While I have been busy with my newborn daughter there has been a lot of brouhaha over the Obama administration and their infringement of religious liberty due to their position on contraception and health care. I don’t have a strong opinion on that issue, rather, I want anyone who entertains qualms about religious liberty to read Winnifred Fallers Sullivan’s The Impossibility of Religious Freedom. In it the author argues that religious liberty for religious systems with an orthopraxic dimension, basically every major religious tradition except a few radical Protestant sects, is always problematic because allowances for those liberties and accommodations are always premised on the authority’s adjudication of what is, and isn’t, within bounds of a given tradition. In other words judges are put in a position of determining whether a given practice is authentically an expression of the religious practices of a given group.
The practical ramification of this, manifest over American history, is that religious liberty is granted as a function of two variables. First, adherence (or acculturation to) of a given religious tradition to American norms. There is a rather good line of argument that both Judaism and Roman Catholicism have refashioned themselves into Protestant denominations, more or less, in the USA. Second, numbers are critical. 20-25 percent of Americans are Roman Catholic today. Something like the Ursuline Convent Riots could only have occurred in an America where Roman Catholics were a marginalized and exotic minority. Catholic opinions on contraception matter not because they are the sincere opinions of many Catholics, but because there are many Catholics!
Well said. This is what a real protest for religious liberty would look like:
John Boehner Lights a Spliff for Religious Freedom, http://blog.chron.com/goplifer/2012/02/john-boehner-lights-a-spliff-for-religious-freedom/
Sorry, can’ resist.
And there aren’t many peyote smoking Indians, right?

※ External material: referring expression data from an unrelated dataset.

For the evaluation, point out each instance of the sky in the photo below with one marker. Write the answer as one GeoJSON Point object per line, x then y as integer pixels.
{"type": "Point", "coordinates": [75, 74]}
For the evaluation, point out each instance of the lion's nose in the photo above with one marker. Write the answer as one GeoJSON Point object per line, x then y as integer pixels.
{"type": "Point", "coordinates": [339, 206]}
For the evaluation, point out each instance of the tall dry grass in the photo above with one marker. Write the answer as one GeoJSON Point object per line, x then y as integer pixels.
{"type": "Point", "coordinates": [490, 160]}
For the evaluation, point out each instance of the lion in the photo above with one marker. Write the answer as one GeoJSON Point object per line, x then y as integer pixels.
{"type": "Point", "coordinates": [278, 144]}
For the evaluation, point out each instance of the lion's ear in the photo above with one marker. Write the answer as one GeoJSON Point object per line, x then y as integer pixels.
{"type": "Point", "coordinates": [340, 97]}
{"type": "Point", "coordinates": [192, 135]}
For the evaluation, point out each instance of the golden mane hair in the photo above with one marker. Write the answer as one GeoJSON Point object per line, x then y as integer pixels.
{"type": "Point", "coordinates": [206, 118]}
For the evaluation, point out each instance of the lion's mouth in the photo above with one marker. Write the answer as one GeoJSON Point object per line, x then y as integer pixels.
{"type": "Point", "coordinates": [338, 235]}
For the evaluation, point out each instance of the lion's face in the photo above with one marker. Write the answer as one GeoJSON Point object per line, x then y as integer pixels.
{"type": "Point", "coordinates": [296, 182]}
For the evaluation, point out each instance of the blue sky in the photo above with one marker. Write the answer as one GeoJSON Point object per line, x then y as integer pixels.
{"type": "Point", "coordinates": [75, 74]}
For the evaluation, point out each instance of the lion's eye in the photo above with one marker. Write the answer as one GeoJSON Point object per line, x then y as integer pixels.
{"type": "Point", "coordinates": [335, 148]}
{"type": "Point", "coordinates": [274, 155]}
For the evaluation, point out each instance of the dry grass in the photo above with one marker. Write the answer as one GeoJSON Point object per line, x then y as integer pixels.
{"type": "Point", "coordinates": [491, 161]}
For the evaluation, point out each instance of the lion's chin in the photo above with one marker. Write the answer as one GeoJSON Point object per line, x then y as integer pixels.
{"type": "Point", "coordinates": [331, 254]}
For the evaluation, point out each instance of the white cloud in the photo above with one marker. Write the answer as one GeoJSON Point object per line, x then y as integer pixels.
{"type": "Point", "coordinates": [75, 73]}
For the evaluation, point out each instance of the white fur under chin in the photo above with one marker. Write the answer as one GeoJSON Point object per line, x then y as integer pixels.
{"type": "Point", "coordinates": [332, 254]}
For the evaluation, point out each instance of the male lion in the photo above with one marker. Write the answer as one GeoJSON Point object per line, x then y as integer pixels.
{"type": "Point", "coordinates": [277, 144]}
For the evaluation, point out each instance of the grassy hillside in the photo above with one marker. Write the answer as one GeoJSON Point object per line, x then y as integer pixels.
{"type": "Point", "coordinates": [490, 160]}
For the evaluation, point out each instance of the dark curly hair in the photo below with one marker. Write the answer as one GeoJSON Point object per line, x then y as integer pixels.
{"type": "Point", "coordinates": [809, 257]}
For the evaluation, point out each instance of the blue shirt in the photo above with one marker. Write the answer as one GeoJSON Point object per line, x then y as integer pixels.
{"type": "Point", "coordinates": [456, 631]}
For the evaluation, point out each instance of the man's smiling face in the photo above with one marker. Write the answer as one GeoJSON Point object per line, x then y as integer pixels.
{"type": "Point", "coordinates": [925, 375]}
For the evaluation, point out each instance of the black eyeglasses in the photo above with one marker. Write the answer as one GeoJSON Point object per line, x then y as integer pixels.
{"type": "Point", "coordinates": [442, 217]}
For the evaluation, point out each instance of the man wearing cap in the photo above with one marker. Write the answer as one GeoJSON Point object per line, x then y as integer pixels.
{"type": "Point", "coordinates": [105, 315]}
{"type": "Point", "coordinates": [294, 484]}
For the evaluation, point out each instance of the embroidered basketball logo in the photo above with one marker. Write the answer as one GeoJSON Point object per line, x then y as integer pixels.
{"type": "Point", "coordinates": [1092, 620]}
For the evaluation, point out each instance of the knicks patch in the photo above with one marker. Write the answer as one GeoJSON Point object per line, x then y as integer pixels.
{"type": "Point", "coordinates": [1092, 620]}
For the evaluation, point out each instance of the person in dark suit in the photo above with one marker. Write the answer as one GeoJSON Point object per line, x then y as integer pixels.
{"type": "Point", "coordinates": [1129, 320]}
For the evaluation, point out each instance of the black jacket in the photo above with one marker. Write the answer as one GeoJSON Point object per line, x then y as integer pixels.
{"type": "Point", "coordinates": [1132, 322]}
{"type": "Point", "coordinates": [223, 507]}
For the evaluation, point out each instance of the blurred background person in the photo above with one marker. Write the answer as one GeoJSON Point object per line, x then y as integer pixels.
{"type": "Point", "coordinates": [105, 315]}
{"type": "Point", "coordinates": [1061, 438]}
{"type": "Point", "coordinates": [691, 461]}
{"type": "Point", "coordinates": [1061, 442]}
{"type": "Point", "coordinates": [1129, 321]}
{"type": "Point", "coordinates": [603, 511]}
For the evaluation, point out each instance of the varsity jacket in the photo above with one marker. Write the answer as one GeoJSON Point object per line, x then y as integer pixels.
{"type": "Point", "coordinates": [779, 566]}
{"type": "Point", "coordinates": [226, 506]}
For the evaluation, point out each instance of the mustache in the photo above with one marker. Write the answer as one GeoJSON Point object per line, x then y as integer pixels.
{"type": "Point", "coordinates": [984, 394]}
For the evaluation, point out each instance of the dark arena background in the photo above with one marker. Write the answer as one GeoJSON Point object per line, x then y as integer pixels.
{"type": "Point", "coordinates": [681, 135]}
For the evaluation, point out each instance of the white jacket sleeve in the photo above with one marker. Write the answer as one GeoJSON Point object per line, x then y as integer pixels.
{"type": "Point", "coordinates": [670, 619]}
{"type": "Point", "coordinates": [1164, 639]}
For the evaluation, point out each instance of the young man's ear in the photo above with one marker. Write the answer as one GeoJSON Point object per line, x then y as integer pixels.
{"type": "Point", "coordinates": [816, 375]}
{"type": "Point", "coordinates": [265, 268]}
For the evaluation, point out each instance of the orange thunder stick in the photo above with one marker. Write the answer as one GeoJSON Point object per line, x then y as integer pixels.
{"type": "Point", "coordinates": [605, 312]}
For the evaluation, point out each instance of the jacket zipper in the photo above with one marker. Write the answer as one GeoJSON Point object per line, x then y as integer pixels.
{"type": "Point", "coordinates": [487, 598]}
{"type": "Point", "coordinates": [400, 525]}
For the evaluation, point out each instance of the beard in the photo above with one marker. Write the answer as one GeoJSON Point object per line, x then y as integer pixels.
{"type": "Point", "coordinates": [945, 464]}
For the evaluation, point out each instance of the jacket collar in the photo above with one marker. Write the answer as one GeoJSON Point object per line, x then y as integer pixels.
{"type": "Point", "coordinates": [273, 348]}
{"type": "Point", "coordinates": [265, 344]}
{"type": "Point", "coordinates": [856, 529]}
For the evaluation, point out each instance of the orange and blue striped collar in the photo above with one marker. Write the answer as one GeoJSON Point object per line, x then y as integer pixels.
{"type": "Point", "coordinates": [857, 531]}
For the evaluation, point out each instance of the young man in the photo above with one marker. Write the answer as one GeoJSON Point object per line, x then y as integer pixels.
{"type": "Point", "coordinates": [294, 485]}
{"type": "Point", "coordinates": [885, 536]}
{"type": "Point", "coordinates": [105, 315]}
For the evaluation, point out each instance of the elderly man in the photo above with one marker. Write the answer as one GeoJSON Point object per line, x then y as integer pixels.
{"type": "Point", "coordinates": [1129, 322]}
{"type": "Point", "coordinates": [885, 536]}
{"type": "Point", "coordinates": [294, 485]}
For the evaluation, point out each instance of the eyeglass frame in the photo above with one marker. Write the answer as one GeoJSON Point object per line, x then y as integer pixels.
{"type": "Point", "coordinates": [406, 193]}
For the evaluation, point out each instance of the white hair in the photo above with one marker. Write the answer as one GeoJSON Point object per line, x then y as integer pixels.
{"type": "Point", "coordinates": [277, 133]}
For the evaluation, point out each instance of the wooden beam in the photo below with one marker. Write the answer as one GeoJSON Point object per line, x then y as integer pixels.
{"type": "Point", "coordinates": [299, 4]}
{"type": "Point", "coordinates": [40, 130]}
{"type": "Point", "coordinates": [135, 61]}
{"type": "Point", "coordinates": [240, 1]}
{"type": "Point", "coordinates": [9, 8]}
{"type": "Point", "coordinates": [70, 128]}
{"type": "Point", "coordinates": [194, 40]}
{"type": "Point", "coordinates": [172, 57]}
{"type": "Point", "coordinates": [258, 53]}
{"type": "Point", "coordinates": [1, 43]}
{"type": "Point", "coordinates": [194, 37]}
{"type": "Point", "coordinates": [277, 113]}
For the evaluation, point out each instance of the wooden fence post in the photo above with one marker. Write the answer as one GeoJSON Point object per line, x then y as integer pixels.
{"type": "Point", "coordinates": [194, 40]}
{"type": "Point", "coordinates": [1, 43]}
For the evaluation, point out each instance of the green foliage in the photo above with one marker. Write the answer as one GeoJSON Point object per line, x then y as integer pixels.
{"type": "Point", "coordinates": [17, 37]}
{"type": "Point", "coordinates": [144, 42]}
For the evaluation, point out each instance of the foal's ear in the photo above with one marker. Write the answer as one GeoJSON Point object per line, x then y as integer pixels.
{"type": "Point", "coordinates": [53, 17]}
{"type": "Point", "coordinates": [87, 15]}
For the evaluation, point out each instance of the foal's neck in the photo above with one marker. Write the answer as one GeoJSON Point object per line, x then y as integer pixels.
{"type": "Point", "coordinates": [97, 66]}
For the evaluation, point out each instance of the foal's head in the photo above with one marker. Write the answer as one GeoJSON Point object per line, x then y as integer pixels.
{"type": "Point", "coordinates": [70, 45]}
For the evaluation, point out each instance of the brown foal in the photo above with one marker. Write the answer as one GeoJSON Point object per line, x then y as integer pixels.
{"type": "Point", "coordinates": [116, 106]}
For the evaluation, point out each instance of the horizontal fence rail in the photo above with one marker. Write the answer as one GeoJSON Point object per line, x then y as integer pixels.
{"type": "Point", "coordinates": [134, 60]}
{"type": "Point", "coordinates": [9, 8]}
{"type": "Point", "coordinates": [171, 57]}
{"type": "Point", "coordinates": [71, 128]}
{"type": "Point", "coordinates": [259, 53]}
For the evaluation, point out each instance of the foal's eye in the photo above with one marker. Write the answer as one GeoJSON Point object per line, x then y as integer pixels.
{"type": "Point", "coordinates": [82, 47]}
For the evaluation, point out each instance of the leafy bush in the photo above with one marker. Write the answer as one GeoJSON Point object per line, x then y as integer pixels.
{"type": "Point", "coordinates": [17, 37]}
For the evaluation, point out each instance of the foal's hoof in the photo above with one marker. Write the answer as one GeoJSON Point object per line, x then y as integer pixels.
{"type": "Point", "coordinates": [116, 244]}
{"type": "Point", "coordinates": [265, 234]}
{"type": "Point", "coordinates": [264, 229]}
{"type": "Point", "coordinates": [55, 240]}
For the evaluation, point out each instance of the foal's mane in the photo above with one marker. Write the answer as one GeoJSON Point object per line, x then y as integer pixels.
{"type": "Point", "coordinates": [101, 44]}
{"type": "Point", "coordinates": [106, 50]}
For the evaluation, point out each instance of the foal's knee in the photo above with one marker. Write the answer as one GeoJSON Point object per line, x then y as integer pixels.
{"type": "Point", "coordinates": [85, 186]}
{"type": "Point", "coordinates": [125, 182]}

I’ve seen numbers indicating that among American Catholics, 95-98% have practiced birth control at some time. So if give or take three million Catholics practice birth control, isn’t that a critical mass? I mean for the constitutional principal contra tyranny of the majority.
With a different slant, there is no reason to preserve liberties based on sincere and shared religious conviction than any individual preference. the definition of religion and granting privileges thereto is a logical definition of establishmentarianism, however catholic in these days.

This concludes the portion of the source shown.